Over the years since leaving home after college, I have lived in quite a number of small towns and cities, each indelibly etching themselves in my memory. In each of them, I believe I sought out — however brief my stay — links and reminders of my original “home,” my birthplace, even thinly veiled or far/fetched. Or, was I always simply looking for some mythical, idealized forever home, deep within the essence and unique sense of place of each town and city where I lived. I’ve always had a keen awareness of what that was.
While each new job, and city or town, represented a possible future there, a place to settle down, they all ended up being way stations on my life journey, even the city I actually could realistically idealize and dream of planting roots in — Columbia, S.C. I lived there for eight quite memorable years, in blocks of four years each time. I called this charming university town home. It s everything, even back then, primarily the University of South Carolina. It was located less than an hour from the city where my mother and aunt grew up. I visited my Ai t in Sumter on many weekends. The place was for decades my “second home,” but I could never see myself living there permanently.
For more than twenty years, I had no permanent home amidst the ongoing, and at times seemingly futile, search for permanence, stability and roots.
I held onto this dream of “home” tenaciously, always with regrets that this or that particular place could never be what I imagined it could be.
However, I often think about one idyllic, small college town in North Carolina where I lived for only seven months, and where I imagined I had found something akin to the home of my dreams. Sadly, it was not to be. I thought at the time it might possibly be a dream come true, whereas now I realize I was living a fantasy life as a small-town newspaper editor with an office on a very picturesque and timeless little Main Street. It was all a short-lived dream, with good and bad experiences, as would be the case in any other place. But it served its purpose, and I learned more fully what my journalistic capabilities were.

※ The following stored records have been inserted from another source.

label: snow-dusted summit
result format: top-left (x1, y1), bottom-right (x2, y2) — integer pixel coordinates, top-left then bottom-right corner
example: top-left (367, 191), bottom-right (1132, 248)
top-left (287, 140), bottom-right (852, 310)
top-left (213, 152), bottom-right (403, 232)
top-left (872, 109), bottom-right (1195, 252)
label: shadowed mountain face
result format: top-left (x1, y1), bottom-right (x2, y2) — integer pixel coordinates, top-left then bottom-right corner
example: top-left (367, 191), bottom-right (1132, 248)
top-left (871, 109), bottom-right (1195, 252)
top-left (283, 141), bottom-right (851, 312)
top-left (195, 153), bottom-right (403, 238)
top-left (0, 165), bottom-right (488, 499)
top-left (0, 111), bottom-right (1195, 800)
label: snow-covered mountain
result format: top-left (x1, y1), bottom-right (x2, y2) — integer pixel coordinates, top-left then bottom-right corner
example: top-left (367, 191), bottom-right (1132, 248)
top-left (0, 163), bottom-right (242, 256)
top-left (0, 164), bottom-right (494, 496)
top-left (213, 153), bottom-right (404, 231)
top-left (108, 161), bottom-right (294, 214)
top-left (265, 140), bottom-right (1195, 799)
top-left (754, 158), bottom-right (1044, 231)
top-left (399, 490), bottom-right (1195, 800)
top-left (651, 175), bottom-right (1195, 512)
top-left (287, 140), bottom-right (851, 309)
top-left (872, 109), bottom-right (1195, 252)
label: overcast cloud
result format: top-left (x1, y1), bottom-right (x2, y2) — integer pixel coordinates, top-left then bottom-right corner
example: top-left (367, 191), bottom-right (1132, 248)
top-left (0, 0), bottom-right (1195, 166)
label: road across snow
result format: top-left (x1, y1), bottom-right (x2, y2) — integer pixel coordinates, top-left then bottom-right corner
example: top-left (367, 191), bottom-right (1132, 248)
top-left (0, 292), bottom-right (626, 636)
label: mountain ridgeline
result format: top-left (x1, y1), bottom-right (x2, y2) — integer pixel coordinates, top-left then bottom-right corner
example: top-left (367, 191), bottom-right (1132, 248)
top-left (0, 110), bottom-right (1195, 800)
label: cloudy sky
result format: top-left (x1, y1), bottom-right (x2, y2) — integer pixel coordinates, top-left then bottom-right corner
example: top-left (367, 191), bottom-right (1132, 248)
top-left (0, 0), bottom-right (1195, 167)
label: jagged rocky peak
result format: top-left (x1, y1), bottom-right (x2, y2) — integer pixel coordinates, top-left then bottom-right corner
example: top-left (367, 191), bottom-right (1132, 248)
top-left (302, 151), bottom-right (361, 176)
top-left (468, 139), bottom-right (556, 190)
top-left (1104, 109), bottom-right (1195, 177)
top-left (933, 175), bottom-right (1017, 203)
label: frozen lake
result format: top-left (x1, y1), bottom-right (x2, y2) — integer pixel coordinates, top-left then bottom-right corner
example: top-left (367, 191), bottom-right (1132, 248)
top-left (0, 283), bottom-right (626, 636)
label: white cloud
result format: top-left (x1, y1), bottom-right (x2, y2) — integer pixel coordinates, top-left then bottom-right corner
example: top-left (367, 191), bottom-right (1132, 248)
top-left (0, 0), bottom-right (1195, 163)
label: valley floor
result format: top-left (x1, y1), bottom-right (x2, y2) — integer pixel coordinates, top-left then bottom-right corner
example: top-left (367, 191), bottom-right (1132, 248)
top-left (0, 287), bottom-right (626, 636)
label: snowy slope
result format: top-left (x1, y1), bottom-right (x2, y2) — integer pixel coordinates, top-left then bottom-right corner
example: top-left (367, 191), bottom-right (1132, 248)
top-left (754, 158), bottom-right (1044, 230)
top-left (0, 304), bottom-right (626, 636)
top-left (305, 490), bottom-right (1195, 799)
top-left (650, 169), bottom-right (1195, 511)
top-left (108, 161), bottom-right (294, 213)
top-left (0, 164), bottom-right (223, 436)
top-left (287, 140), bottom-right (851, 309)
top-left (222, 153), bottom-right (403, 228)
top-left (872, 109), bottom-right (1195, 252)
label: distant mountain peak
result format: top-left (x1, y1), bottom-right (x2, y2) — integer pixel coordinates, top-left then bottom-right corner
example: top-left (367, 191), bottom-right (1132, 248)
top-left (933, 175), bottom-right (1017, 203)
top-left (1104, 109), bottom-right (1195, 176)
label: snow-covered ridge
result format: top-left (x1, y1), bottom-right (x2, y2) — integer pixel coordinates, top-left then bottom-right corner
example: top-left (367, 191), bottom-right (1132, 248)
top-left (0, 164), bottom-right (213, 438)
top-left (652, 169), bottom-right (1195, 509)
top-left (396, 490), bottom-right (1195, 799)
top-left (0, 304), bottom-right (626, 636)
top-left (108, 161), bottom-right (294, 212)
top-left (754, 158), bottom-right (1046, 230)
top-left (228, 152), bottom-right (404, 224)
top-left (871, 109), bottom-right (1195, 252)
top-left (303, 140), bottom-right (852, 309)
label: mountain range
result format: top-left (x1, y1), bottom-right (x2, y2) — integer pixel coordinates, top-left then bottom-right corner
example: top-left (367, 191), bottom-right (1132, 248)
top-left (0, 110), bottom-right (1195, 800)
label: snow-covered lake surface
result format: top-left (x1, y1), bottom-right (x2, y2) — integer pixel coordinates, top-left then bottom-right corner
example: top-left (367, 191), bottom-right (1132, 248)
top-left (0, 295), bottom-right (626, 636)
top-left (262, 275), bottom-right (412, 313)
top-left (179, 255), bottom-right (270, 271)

After years of restless roaming and searching, I finally found my “home” and “home place” here in Charleston. And also the librarian job and career I was always meant to have.
I now have the luxury of indulging in my memories of New Orleans because in many ways Charleston reminds me so much of that city. My paternal ancestors are from Charleston, and lived in the same neighborhood in the historic district where our family home is/was, sold five years ago after my mother died. Life has a way of mysteriously completing circles.
I have never been homesick for New Orleans. I have no one there to visit now, no family or friends in that place. But that doesn’t mean I don’t, near the end of life, often feel the inexorably pull of the beautiful, baffling and mysterious city where I grew up. I have my memories. That is enough.